É sinal de que a pesquisa foi insuficiente e, se a pesquisa foi insuficiente, estamos diante de duas hipóteses: ou ele não sabe fazer a pesquisa ou a pesquisa não era assim tão essencial para a elaboração da biografia. O tempo (seis meses, entre apuração e elaboração, segundo o autor) e a quantidade de pessoas ouvidas por Cabral (63) não são elucidativos para decidir qual é a hipótese mais provável. Mas, quando a credibilidade de uma biografia é posta em xeque dessa maneira, pode-se dizer que estamos diante de uma biografia marrom. E não foi classificada como tal apenas porque seu autor está amparado por dois dos grupos editoriais mais poderosos do país, a Abril e a Record, mas também porque o biografado deixou o biógrafo se queimar sozinho.
Pode até ser que, caso caia a exigência de autorização prévia, mais biógrafos do calibre de Cabral animem-se a escrever livros com desleixo semelhante. Que comece a ficar mais provável que editores se lancem em aventuras que escarafunchem a vida privada de celebridades. Mas, a julgar pela história recente, nem a autorização prévia coíbe a biografia marrom, caso haja interesses poderosos o suficiente para que ela seja afinal publicada e continue a circular (é significativo que, no caso Cabral, seu editor na Record tenha escrito um artigo de defesa logo que a resenha de Conti foi publicada), nem toda biografia não-autorizada transforma-se automaticamente numa obra de exploração mal-intencionada da vida alheia.
Em outras palavras, a Procure Saber está mesmo falando de biografias?
Na segunda parte deste artigo, “Esqueletos no armário”, levantarei algumas hipóteses sobre os problemas da transformação da vida privada em história.

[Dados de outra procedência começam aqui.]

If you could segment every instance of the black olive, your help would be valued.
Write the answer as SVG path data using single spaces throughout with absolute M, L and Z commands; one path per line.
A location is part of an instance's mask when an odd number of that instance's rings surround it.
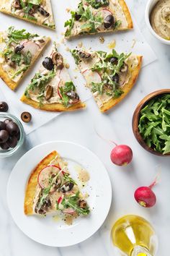
M 29 112 L 23 112 L 21 114 L 22 120 L 25 123 L 29 123 L 32 119 L 32 115 Z
M 1 129 L 5 129 L 5 128 L 6 128 L 5 123 L 4 123 L 4 121 L 0 121 L 0 131 Z
M 24 46 L 22 44 L 17 46 L 14 49 L 15 54 L 19 53 L 24 48 Z
M 17 138 L 15 136 L 9 137 L 6 141 L 6 144 L 9 148 L 15 148 L 17 145 Z
M 9 133 L 5 129 L 0 131 L 0 143 L 6 142 L 9 139 Z
M 120 77 L 119 77 L 118 74 L 116 73 L 115 75 L 112 76 L 111 78 L 112 78 L 112 80 L 115 82 L 117 84 L 119 83 Z
M 75 20 L 79 20 L 81 17 L 81 15 L 78 14 L 78 13 L 76 13 L 76 12 L 75 13 Z
M 10 121 L 9 123 L 8 123 L 6 124 L 6 129 L 12 136 L 17 135 L 19 131 L 17 124 L 15 124 L 14 121 Z
M 89 53 L 86 52 L 86 51 L 79 51 L 79 55 L 82 59 L 89 59 L 91 57 L 91 54 Z
M 118 63 L 118 59 L 116 57 L 111 57 L 109 59 L 109 62 L 111 62 L 113 65 L 117 65 Z
M 4 121 L 4 123 L 6 125 L 8 123 L 9 123 L 10 121 L 12 121 L 12 119 L 5 119 Z
M 105 17 L 104 20 L 104 27 L 105 28 L 109 28 L 111 26 L 112 26 L 114 23 L 115 23 L 115 19 L 113 15 L 109 14 Z
M 50 14 L 49 12 L 46 12 L 44 8 L 42 8 L 42 7 L 38 7 L 38 12 L 40 12 L 40 14 L 43 16 L 45 16 L 45 17 L 49 17 L 50 16 Z
M 0 102 L 0 112 L 7 112 L 8 108 L 8 104 L 6 102 Z
M 52 70 L 54 68 L 54 64 L 52 61 L 52 59 L 50 57 L 45 58 L 45 60 L 42 62 L 42 65 L 48 70 Z
M 7 150 L 9 148 L 6 142 L 0 144 L 0 148 L 1 148 L 4 150 Z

Acho um certo exagero essa argumentação toda. Se não me engano Michel Jackson já tem 600 biografias não autorizadas…O poder de dispersão de uma biografia canhestra é bem relativo, tanto é que a de Dirceu pode-se dizer que saiu pela culatra. Devemos zelar pela liberdade de expressão e cuidar para que o poder judiciário realmente se democratize. O Resto é manipulação. Em tempos de internet, figuras públicas ficarem cheio de dedos com suas relações inconvenientes não ajuda. Acho toda essa ação afora os neuróticos, tipicamente argentária e torcida pelo fato do judiciário brasileiro ser ineficiente. O que não pode ser justificativa ao direito que temos de construir nossa história.

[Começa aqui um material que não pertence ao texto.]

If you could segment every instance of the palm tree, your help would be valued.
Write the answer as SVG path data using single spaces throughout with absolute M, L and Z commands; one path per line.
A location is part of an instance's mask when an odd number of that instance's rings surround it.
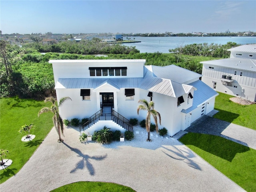
M 139 114 L 140 110 L 144 110 L 148 111 L 147 117 L 146 119 L 146 128 L 148 132 L 148 141 L 150 141 L 150 116 L 152 115 L 154 117 L 156 123 L 156 132 L 158 131 L 158 126 L 157 124 L 157 117 L 159 118 L 159 122 L 161 125 L 161 116 L 160 114 L 154 109 L 154 104 L 152 101 L 148 102 L 146 99 L 140 99 L 138 103 L 140 104 L 138 106 L 137 109 L 137 113 Z
M 0 165 L 4 165 L 4 164 L 3 160 L 3 157 L 4 156 L 5 157 L 6 157 L 6 154 L 7 153 L 9 153 L 9 151 L 8 150 L 0 150 L 0 157 L 1 157 L 1 163 L 0 163 Z
M 56 105 L 55 104 L 55 99 L 54 99 L 53 97 L 50 97 L 46 98 L 44 100 L 44 102 L 50 101 L 52 103 L 52 105 L 50 108 L 44 107 L 41 109 L 41 110 L 39 111 L 38 114 L 38 116 L 39 117 L 42 113 L 46 113 L 49 111 L 52 112 L 54 113 L 54 115 L 52 117 L 52 121 L 53 121 L 53 124 L 54 125 L 54 127 L 56 129 L 56 130 L 59 135 L 58 142 L 59 143 L 63 141 L 63 140 L 62 139 L 61 137 L 60 132 L 61 132 L 61 133 L 62 133 L 62 134 L 63 134 L 63 129 L 64 129 L 64 127 L 63 126 L 62 119 L 59 113 L 59 107 L 61 106 L 63 104 L 63 102 L 67 99 L 70 99 L 72 100 L 69 97 L 62 97 L 60 100 L 60 102 L 59 102 L 58 105 Z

como diria a Sé -não a profana, mas a santa- nihil obstat. Imprimatur…
A questão é que tem que separar a parte pública das biografias da parte sobre a vida privada. A parte pública é de interesse geral, diz respeito à sociedade. A vida privada não é de interesse geral e não diz respeito a ninguém, por mais famoso que seja o biografado, isto independe da qualidade da biografia. Publicar uma obra sobre vida privada de alguém´, à revelia deste, viola o direito à vida privada.

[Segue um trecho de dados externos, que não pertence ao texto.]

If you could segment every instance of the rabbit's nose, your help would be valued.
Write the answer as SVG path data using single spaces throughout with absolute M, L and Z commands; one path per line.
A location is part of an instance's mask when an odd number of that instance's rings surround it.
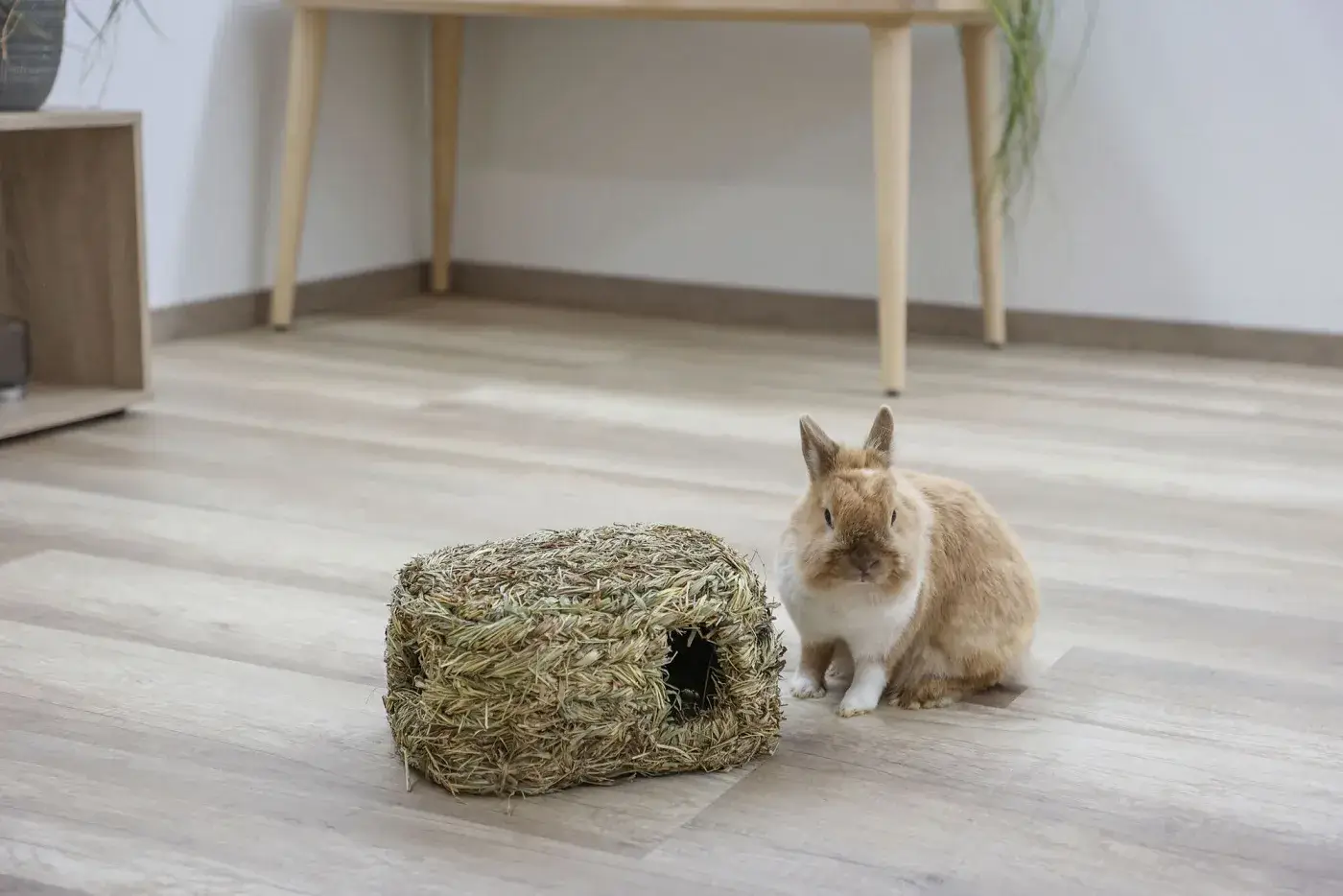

“A defesa de Cabral não poderia ser mais tíbia – e não contribuiu para melhorar a situação. Em reportagem sobre o assunto publicada na Folha de São Paulo, Cabral afirma: “Não errei por má-fé ou falta de trabalho. O problema foram fontes de informações erradas ou documentos oficiais sem credibilidade 100%”. Não sei qual explicação Cabral teria para justificar o fato de um jornalista experiente ter se fiado em “fontes de informações erradas ou documentos oficiais sem credibilidade 100%””
Aula com a Veja, revista que certa feita que fez uma matéria tendenciosa, mentirosa, sem qualquer piso de realidade e sem consultar os biógrafos de Che Guevara transformando-o num assassino implacável, um Jason da Esquerda. Aliás, a Veja e seus gazeteadores tê sem especializado em matéria sem qualquer fundo de verdade. Basta a fonte ser contra o PT que eles ouvem e passam como a Verdade Divina.